Publié le 24/08/2013

En territoire cheyennePour ceux qui l'ignorent encore, Eric Chevillard n'est pas bourguignon, on prétend pourtant ici et là qu'il vit à Dijon. Même si sa région de naissance, plus à l'ouest, persiste, avec une constance rare, à en faire un auteur du cru, Eric Chevillard n'a d'autre patrie que la littérature (voilà une formule pompeuse que nous assumons sans excès avec l'excuse de la chaleur qui s'est abattue sur l'Aquitaine). Néanmoins un indice vient de se glisser dans le dernier livre à son nom qui vient de nous parvenir, un format à l'italienne raffiné des éditions Fata Morgana illustré de dessins de Philippe Favier (déja son complice dans Scalps et Commentaire autorisé sur l'état de squelette chez le même éditeur) et sobrement intitulé En territoire cheyenne. Ultime peau-rouge de la littérature française (et non dernier des Mohicans du roman hexagonal), Chevillard possède ce don étrange de savoir suivre une piste jusqu'à l'animal (ou l'homme) qui est à son extrémité. Son oreille (rouge, nous le savons depuis quelques temps) se déploie pour capter la vie des bêtes, leurs craintes et leurs paradoxes, leur beauté aussi que nous ne savons plus trop voir désormais car elle ne nous apparaît que réhaussée d'un motif grillagé. Le lion, il en parle mieux que quiconque parce que de la boue lui a en révélé les griffes ; le hérisson, qui le pourchasse depuis des années de sa présence irradiante, il le découvre dans le sillage d'une voiture ; l'escargot, il le devine plus véloce que ne veut la légende ; quant au dinosaure... Car Eric Chevillard qui supporte le poids du monde et nous en fait profiter quotidiennement sur son fabuleux blog (L'autofictif), sait aussi la légèreté des empreintes et la nécessité de s'interroger sur l'origine de chacune de celles qui nous tombent sous les yeux, conscients aussi de notre aveuglement.
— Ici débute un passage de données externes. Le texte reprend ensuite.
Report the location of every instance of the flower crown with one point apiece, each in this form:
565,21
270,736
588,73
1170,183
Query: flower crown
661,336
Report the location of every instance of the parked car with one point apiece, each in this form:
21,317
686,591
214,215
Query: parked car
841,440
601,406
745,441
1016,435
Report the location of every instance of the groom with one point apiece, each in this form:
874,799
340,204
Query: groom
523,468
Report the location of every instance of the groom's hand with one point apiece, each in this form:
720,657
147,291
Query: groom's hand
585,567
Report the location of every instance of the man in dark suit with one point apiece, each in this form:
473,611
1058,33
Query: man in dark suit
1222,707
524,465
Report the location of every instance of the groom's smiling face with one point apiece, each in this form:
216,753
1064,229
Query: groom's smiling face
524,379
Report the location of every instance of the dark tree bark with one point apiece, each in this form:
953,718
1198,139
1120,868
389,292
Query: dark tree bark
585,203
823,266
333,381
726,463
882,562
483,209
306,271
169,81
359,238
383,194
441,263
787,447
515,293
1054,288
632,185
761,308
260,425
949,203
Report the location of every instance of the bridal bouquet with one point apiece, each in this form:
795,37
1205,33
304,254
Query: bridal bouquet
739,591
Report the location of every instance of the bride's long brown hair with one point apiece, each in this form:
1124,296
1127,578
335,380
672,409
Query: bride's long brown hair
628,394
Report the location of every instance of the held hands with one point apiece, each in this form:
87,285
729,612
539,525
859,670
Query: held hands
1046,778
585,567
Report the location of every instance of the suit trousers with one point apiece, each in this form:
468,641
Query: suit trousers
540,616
Parce qu'il possède cette étrange faculté de voyant - celui qui voit au-delà - il nous offre le luxe de ses épiphanies, frondeuses et ciselées. Quelques unes, à peine, pour nous rappeler que nous foulons une terre où s'impriment des histoires que nous n'entendrons jamais. Et si l'éléphant est irréfutable, Chevillard est indispensable.